Thanks to some very generous comments and support of various members, I have worked through most of the problems I had experienced when Godaddy upgraded me to the latest Linux cPanel software as the web server for my stations.
I'm a bit happy that the designers of Linux web service have taken upon themselves to spoof the address (e.g. ecwx.info is really ecwx.info/public_html/) which is just a confusing layer that while it may be necessary for them to operate, isn't well discussed in any of their materials and takes a very paternalistic view of someone trying to access a site. Now that I've got that off my chest, I'll accept what is, and move on.
I've not found a real live person connection to GoDaddy lately. A few months ago I had my first and only problem in a very long time and got a live person to lead me through understanding things on their end.
This time I've learned more from forum members giving me information than I have from GoDaddy, and only seem to be able to connect through on line chat, with people who's primary language is not English, with many misunderstandings since texting/typing is fraught with assumptions and short cuts that can be picked up right away in spoken discussion.
Anyway, all is well except for one problem. I have a program, Graphweather, which I like a lot. After a steep learning curve to get it to function, I find it very configurable and has been running very stable for years. The author is French or French Canadian, which adds again to my difficulty reading that forum's comments and making heads or tails of the fine points. The program seems to still be used occasionally, especially in Italy, France and Spain. Again, once it is configured, it just plugs away. An update was issued 4 or 5 years ago, but I've never been able to successfully install it. My version allows me to generate graphs that are stored locally, and my Weather Display software can do things with it to add to the page it makes. One thing I did do is use GraphWeather to upload those two graphs to my web server. The options in that portion of GraphWeather setup let me tell it what the server is, the login name and pass word and that is it. In that setup section there is no option to specify a subdirectory to load to, so the ftp files go right to the root directory of my web server. Of course when I use a browser, the Linux web handler on their end does it magic and inserts '\public_html' in front of the address to my various instances of Weather Display .html files, where there is no graphic.jpg to see; it is one directory higher.
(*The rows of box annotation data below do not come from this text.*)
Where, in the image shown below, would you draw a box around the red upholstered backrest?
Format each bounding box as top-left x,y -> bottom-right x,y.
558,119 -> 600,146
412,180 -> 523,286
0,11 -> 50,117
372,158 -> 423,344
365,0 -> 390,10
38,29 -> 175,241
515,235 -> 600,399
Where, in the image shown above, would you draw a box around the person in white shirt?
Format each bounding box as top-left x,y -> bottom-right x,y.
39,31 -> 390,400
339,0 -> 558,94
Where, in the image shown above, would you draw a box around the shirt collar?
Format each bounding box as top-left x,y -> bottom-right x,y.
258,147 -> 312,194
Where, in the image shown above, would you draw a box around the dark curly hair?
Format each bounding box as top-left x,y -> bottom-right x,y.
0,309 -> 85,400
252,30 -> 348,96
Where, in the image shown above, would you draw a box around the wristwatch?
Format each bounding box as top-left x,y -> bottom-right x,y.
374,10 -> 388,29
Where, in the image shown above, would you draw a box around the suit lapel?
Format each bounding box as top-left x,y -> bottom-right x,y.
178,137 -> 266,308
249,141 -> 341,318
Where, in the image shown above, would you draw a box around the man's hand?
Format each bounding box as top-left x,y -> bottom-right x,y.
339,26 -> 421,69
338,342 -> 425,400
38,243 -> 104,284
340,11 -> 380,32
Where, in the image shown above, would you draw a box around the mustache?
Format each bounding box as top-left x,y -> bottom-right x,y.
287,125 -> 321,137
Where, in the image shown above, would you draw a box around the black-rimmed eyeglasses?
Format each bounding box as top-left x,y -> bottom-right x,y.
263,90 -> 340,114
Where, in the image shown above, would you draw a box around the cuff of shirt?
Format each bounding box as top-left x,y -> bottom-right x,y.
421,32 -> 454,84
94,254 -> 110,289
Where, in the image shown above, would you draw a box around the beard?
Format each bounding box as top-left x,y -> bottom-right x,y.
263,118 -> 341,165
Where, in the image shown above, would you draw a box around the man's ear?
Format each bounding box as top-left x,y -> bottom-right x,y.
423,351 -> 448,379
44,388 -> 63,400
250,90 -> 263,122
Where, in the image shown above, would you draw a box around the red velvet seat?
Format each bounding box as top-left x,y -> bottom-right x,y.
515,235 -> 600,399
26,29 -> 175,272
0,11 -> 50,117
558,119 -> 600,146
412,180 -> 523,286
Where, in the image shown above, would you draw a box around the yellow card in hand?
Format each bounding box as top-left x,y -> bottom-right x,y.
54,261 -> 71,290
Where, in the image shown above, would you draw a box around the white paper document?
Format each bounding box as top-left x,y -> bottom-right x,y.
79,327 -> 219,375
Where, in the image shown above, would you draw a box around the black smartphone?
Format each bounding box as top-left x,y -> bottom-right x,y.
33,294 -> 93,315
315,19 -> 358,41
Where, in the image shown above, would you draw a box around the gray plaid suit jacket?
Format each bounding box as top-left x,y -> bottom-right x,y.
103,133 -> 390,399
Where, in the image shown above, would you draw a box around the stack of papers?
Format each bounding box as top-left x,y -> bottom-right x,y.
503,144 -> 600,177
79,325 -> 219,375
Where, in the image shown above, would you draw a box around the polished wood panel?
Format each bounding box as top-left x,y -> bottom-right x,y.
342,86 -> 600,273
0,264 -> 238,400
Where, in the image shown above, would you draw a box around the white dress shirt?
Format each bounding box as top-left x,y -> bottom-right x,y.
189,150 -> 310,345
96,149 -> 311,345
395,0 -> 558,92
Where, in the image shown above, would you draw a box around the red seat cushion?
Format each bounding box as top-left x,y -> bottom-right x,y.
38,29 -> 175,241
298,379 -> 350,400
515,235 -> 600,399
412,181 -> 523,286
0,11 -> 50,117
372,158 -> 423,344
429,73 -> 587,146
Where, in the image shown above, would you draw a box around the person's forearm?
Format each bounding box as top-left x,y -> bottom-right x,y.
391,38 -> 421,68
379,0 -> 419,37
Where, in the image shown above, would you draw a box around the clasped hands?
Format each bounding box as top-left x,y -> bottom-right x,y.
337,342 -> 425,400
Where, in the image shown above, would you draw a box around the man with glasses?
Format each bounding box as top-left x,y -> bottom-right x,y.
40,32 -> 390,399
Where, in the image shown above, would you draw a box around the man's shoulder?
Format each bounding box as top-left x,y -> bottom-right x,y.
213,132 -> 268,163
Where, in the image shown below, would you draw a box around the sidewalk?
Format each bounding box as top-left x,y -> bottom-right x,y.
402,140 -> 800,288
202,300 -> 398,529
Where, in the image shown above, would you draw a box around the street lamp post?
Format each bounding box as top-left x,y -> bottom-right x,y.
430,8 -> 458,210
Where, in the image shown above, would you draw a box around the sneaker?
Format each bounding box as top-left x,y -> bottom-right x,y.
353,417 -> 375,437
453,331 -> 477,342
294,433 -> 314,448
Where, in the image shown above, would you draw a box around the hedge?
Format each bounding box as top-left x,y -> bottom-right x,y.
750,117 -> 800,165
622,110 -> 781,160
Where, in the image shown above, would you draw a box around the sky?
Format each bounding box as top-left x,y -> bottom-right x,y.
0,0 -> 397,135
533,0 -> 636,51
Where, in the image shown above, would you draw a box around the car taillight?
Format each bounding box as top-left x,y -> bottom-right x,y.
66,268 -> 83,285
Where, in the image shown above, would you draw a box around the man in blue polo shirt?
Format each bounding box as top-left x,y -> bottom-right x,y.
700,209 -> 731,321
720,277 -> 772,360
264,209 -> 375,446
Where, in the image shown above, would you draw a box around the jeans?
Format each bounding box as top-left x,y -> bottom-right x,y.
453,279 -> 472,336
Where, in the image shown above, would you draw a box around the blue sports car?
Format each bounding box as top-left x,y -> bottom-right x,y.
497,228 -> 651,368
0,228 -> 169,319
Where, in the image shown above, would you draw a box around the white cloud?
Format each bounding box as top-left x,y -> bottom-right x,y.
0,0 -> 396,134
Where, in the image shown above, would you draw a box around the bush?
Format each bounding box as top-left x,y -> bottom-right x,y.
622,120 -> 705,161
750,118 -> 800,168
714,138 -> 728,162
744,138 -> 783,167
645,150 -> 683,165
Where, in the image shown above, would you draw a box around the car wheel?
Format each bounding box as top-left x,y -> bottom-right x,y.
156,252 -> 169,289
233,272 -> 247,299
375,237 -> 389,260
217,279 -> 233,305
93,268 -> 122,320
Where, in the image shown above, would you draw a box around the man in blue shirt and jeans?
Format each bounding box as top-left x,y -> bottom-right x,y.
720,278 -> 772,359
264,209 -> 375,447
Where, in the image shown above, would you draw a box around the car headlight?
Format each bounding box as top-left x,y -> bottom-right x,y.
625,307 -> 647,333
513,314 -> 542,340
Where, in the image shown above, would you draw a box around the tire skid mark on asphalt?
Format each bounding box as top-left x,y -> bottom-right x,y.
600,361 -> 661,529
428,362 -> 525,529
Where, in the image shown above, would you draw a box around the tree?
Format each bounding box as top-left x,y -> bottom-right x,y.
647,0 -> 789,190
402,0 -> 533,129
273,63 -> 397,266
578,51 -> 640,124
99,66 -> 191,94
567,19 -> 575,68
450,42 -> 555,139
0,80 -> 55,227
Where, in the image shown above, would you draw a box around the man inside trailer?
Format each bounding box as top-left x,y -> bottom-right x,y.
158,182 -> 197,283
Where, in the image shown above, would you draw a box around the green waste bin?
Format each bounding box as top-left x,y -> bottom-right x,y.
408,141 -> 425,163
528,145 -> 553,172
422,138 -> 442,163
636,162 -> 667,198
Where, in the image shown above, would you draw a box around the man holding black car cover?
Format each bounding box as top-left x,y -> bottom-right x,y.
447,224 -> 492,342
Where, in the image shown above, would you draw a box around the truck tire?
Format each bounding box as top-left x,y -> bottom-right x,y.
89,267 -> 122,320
I'm a pee poor programmer and my initial though would be to write a .php file that would run as a cron job to just move a copy of the graph.jpg file into one of the subdirectories. That would involve learning .php well enough to do it, and to get the hosting server to run the cron job on some regular basis.
Finally, to my question: For all those who live and breath programming and web pages and such in the Linux environment such as what GoDaddy uses, is there a way to use a browser to peer into the root directory, the REAL root, of my web presence, and display the file I give the name of?